The Captain in Cool Hand Luke, after having struck Paul Newman over the head, famously said, “What we have here… is a failure to communicate. Some men you just can’t reach.” That’s sort of Hyatt’s problem, but you can substitute any number of terms for the word “communicate;” so, pick one, or two, or….


This is going to be one to watch. It's ugly and the fur is flying, all over the Internet/world/press. This gets down to who is in control in the wonderful world of branding. The business model for hotel chains is really franchising, and thus you have your classic problem with how to manage decisions at the local and corporate levels. Since we are in a period of precipitous economic deline, this is a good example of how the locals really might have thought through the potential noise that such actions might cause. Boston is a bad place to do this sort of thing on any given day, much less now and in a media environment that will, and has, created a flash-bang for the Hyatt brand. As for "Papa" Doug Manchester in San Diego, I can't comment about his contributions to anti-gay causes, but should there be some truth to this it is yet another example of how the local franchisees can go silly-buggers. I suppose if you have enough money to invest, you don't have to go to branding school.
[...] This post was mentioned on Twitter by Dan Hutson and Alison Burke. Alison Burke said: RT @dhutson Hyatt PR Gaffe Goes Viral, Global http://bit.ly/nVxag [...]

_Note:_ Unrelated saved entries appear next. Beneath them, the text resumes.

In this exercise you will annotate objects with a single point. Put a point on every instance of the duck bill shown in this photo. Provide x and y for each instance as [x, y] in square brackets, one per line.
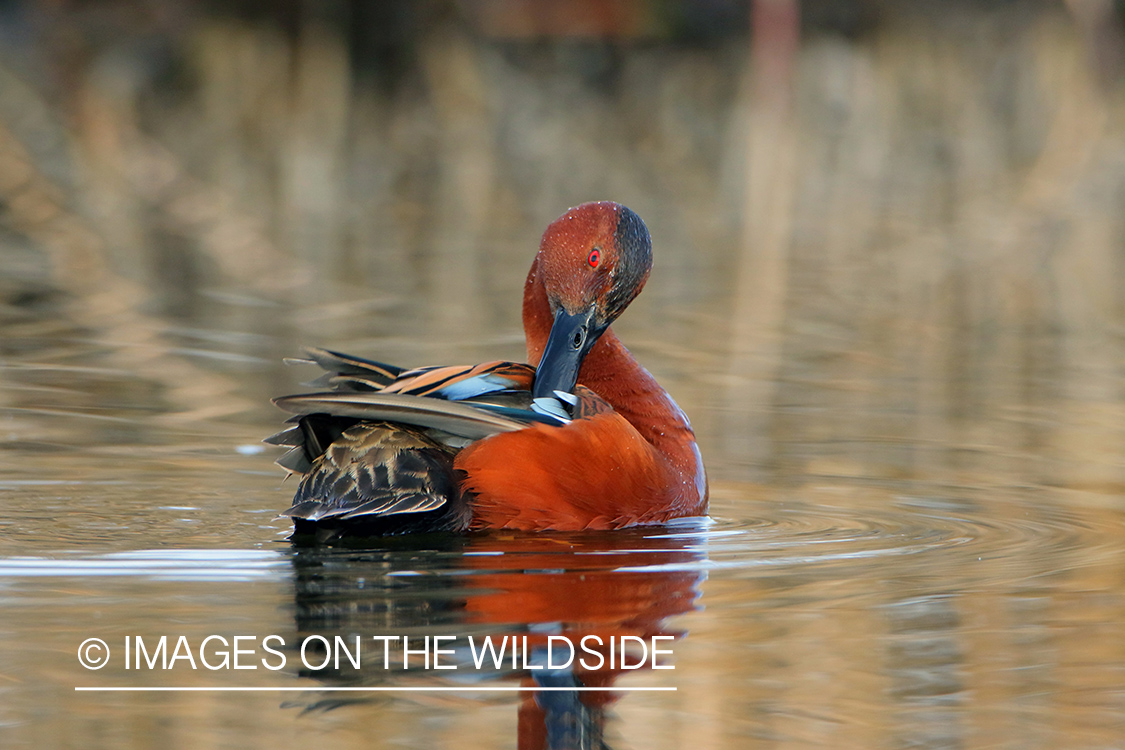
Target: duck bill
[570, 340]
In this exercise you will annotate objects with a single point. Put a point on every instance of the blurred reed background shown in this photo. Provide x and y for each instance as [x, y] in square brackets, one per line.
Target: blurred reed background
[889, 235]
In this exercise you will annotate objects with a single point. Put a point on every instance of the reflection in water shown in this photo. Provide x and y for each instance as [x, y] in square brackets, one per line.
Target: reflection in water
[592, 590]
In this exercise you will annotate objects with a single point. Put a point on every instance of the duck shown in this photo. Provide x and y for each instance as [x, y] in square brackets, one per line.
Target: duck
[582, 436]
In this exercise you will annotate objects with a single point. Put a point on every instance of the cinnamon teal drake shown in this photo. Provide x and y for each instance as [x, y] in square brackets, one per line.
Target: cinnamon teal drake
[579, 437]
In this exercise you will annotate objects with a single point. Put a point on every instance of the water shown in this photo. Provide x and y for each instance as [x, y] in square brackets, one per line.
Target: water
[898, 333]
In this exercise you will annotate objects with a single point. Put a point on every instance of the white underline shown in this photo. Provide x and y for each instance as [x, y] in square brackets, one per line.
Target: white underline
[501, 688]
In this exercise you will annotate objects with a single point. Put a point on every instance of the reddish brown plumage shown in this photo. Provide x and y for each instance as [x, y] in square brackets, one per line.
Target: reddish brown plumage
[583, 437]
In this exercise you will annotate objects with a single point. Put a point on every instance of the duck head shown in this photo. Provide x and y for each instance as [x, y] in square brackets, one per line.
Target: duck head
[592, 262]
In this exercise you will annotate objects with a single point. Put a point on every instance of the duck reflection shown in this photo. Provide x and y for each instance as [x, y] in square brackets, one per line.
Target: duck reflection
[568, 603]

From and academic branding perspective, that the Hyatt chain is a private corporation and, thus, the bottom line is that the Pritzker family can pretty well squander their brand equity and hard capital any way they want, or allow others to throw it away for them. That, of course, does not mean that condoning, or even benignly allowing, such behavior is good business practice.
To the degree that the Pritzker family holdings are supported by additional private investors, then the picture begins to change because the family’s fiduciary responsibilities expand in proportion to their accountability to those outside of the clan.

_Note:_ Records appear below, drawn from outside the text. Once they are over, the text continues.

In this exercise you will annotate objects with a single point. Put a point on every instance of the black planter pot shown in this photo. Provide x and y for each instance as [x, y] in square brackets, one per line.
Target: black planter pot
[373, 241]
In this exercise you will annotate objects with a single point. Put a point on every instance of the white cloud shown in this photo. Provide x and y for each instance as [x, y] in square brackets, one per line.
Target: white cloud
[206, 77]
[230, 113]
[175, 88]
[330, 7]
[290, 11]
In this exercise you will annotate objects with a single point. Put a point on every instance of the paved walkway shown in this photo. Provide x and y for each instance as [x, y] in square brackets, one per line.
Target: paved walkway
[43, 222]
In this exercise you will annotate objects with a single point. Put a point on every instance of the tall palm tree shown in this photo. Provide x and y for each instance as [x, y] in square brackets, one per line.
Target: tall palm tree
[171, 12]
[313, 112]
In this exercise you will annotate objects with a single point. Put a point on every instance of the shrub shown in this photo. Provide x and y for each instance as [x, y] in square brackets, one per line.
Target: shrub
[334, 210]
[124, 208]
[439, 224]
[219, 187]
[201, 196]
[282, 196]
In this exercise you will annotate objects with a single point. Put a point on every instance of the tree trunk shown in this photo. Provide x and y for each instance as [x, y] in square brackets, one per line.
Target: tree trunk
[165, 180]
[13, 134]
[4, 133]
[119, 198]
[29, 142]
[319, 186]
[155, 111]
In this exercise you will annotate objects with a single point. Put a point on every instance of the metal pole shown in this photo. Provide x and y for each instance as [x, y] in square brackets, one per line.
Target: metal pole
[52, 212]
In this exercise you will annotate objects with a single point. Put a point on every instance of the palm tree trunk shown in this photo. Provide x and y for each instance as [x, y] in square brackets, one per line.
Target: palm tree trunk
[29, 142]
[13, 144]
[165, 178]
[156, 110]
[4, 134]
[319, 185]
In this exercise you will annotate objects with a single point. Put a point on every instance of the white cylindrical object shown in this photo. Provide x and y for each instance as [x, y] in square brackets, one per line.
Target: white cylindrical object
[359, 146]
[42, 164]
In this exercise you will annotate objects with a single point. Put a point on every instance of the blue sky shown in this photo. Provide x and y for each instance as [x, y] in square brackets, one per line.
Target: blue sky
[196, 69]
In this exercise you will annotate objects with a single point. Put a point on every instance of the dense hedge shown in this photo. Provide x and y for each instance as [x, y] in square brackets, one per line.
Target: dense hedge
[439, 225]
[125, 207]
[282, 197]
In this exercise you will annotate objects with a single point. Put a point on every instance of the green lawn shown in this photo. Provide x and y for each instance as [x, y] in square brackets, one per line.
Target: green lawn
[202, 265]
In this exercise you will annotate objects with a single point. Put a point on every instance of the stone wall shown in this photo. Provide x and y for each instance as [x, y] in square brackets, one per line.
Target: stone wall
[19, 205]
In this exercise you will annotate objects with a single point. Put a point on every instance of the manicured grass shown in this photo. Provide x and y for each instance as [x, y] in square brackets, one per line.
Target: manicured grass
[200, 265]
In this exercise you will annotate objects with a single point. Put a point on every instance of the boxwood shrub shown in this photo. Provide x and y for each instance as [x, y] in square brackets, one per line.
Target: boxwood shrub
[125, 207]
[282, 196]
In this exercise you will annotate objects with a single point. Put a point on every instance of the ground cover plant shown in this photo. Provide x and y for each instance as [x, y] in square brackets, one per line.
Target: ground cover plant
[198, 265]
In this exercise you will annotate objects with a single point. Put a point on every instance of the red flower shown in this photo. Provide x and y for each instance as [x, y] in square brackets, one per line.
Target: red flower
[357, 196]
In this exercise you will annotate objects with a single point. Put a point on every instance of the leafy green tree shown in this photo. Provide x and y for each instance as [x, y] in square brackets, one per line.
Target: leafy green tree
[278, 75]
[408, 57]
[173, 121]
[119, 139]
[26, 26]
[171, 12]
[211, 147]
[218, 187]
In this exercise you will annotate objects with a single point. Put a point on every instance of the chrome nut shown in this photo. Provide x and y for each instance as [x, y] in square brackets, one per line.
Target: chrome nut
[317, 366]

The real irony comes in that the corporation, thus the family, wants to take the Hyatt public, and has filed with the SEC to do so; however, they are moving toward that new environment where public shareholder accountability is a real responsibility while continuing to behave without regard to that new aspired-to and more accountable status. They seem to have missed the notion that in the public equity world a multitude of stakeholders exist, have influence, and really matter. [This is not to say that stakeholders don’t matter among private entities; they do. However, the burden on a public company is much heavier.]
In the end, unfortunately, it might be that the family and any large-scale private investors believe that this little event in Boston is a mere annoyance, nothing more than a gnat on an elephant’s rear; that it will go away, and they can move forward with having hardly missed a beat. Well, maybe; maybe not. We’ll see.